Casuale il rimando ad uno dei capolavori di Ingmar Bergman, Sussurri e grida. In realtà è nostra intenzione, come sovente in questa rubrica, tornare a visitare il confine orientale dell’impero globale. Quest’anno ricorrono contestualmente gli anniversari della fine della prima guerra di Indocina (1955), dell’inizio dell’intervento militare americano in Vietnam (1965) e della fine della guerra (1975). In Italia se ne è parlato poco.

Forse perché gli anniversari servono oggigiorno a glorificare, a santificare gli avvenimenti, come è stato fatto con quello dell’Unità o della prima guerra mondiale o della Liberazione, elevando sugli altari della patria memoria, e di conseguenza sottraendoli all’esame critico, i fatti che hanno segnato la nostra storia d’Occidente, e non solo d’Italia. Gli anniversari servono anche a deliberare una verità storiografica, detta e scritta la quale, il fatto viene messo in cassaforte, blindato e chi osa riaprire quella cassaforte è tacciato di bieco revisionismo, o peggio, di negazionismo.
Oggi dunque vorrei parlare di quella lontana guerra del Vietnam, lontana geograficamente, ma non dalla nostra memoria, perché la mia generazione, che pare essere stata numericamente la più consistente, e di conseguenza la più petulante, ha un ricordo vivissimo di quegli anni Sessanta e Settanta. La storia della guerra si intreccia con quella del Sessantotto, della contestazione, della modernizzazione dell’Occidente. Marx, Marcuse, Che Guevara, Ho Chi Minh, Mao Zedong, i colonnelli greci, il golpe Borghese, le canzoni di Joan Baez e Simon and Garfunkel, i figli dei fiori, l’LSD e lo spinello, i capelli lunghi e l’amore libero, ah quante cose ha vissuto questa mia generazione...Se penso alla quiete dei giovani di oggi, ingolfati nei loro smartphone, mi sembra di aver vissuto i miei splendidi venti anni su un altro pianeta, forse, alle porte di Orion, dove balenavano i raggi mortali delle astronavi. Tanto per citare un film che ci fu tanto caro.

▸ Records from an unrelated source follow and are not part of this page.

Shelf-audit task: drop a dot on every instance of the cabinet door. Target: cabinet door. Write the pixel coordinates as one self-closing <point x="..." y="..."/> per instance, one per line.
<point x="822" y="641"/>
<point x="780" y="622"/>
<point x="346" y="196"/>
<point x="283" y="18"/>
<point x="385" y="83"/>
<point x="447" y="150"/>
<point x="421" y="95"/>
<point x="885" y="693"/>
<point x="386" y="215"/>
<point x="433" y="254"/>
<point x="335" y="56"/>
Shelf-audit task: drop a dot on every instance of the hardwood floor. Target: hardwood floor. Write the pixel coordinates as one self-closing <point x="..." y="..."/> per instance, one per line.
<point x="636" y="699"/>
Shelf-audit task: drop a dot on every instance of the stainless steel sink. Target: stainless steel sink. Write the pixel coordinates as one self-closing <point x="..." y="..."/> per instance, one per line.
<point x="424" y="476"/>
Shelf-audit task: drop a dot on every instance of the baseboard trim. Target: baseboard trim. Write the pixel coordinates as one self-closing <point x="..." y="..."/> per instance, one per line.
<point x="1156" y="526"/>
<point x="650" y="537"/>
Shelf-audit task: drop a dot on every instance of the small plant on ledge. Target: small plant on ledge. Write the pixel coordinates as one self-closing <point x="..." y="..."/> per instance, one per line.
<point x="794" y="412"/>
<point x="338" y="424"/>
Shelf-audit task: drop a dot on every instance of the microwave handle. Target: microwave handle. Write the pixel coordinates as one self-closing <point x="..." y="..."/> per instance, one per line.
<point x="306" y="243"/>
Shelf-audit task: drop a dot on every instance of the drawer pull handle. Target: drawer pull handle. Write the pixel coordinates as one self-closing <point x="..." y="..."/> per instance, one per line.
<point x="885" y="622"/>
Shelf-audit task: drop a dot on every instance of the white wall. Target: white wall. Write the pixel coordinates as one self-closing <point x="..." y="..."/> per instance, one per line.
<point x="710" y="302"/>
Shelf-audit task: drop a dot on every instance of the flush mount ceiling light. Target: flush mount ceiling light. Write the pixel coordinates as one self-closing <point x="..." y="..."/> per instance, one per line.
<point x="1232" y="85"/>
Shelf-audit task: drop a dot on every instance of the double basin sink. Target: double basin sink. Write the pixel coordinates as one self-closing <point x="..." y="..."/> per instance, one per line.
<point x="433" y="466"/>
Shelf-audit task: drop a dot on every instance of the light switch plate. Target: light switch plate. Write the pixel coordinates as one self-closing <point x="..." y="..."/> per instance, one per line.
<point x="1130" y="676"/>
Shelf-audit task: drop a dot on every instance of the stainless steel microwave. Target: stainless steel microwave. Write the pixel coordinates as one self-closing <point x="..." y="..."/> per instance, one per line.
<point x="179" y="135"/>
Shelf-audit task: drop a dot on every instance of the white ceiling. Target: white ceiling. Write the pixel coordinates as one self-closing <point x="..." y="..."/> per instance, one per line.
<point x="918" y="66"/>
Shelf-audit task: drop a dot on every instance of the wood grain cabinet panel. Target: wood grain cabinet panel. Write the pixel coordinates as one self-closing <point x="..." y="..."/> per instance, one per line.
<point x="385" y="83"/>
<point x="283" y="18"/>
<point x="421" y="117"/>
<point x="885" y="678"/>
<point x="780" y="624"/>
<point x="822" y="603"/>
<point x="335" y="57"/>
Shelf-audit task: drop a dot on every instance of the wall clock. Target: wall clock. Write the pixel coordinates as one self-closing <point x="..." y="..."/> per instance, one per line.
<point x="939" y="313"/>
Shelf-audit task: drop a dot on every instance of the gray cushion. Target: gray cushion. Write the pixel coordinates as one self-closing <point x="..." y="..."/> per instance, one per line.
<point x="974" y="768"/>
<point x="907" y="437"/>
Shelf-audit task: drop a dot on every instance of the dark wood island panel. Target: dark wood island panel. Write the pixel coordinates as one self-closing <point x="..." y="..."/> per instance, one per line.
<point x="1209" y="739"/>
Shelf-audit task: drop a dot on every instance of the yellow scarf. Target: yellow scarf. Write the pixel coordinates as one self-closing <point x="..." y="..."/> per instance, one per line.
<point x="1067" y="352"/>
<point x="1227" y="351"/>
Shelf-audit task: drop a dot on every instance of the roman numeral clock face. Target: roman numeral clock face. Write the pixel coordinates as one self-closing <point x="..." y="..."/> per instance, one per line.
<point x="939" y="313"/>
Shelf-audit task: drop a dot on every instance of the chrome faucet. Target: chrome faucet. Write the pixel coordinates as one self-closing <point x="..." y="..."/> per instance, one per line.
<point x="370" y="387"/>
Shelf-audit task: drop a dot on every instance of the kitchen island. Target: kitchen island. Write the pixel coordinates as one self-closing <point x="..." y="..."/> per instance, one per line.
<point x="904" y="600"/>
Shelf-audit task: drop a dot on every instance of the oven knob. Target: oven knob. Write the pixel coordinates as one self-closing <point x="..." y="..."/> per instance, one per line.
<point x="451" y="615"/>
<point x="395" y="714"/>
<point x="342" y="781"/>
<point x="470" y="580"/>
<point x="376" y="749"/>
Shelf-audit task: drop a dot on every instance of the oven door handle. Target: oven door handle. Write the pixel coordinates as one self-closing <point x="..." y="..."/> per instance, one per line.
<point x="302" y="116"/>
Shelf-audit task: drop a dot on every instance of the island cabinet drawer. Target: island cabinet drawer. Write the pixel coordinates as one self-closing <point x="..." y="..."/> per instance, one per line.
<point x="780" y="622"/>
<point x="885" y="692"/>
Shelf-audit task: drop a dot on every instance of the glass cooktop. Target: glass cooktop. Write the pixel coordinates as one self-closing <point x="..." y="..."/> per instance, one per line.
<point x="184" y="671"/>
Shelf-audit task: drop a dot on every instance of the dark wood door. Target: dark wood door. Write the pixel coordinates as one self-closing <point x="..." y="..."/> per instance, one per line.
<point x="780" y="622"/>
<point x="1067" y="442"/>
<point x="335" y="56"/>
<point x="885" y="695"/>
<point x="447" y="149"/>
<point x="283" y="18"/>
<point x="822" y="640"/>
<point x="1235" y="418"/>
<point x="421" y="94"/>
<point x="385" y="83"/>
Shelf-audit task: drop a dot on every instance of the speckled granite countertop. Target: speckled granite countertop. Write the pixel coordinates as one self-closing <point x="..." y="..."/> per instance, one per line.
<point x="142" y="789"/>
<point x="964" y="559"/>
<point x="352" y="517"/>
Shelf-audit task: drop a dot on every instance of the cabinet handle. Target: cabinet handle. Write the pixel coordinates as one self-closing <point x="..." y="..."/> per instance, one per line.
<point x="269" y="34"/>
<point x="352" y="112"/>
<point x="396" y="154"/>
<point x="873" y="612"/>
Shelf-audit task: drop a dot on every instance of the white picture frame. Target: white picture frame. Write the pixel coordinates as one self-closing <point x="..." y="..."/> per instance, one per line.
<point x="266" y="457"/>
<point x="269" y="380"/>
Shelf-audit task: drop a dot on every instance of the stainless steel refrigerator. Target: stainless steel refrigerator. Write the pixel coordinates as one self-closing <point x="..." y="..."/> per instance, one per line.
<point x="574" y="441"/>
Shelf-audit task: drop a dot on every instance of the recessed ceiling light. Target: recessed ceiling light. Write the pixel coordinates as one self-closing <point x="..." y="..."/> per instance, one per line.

La mia mente torna alle guerre di Indocina, e non solo per via degli anniversari, ma del libro che sto scrivendo su Terzani e il Vietnam. L’inverno finlandese è alle porte e la fuga dell’immaginario verso i Tropici, è consolante. Conosco un po’ quei campi verde smeraldo delle risaie, quelle colline che sembrano essere state piantate lì dal Buon Dio dopo aver creato la Toscana (qualcuna forse gli era avanzata), quei boschi di altissimi bambù. E quel popolo, dal sorriso gentile. Mi è molto difficile immaginare che quello fu il teatro della più sconvolgente delle guerre moderne, con i suoi anni di battaglie e quelli, perfino più devastanti, del dopoguerra. Eppure fu così. Quell’Indocina che oggi si riempie di turisti fu il campo dello scontro tra Occidente e Oriente, tra comunismo e democrazia, stando almeno alle definizioni ufficiali. Ma fu anche lo scontro tra il senso umano della vita e la sua negazione più brutale.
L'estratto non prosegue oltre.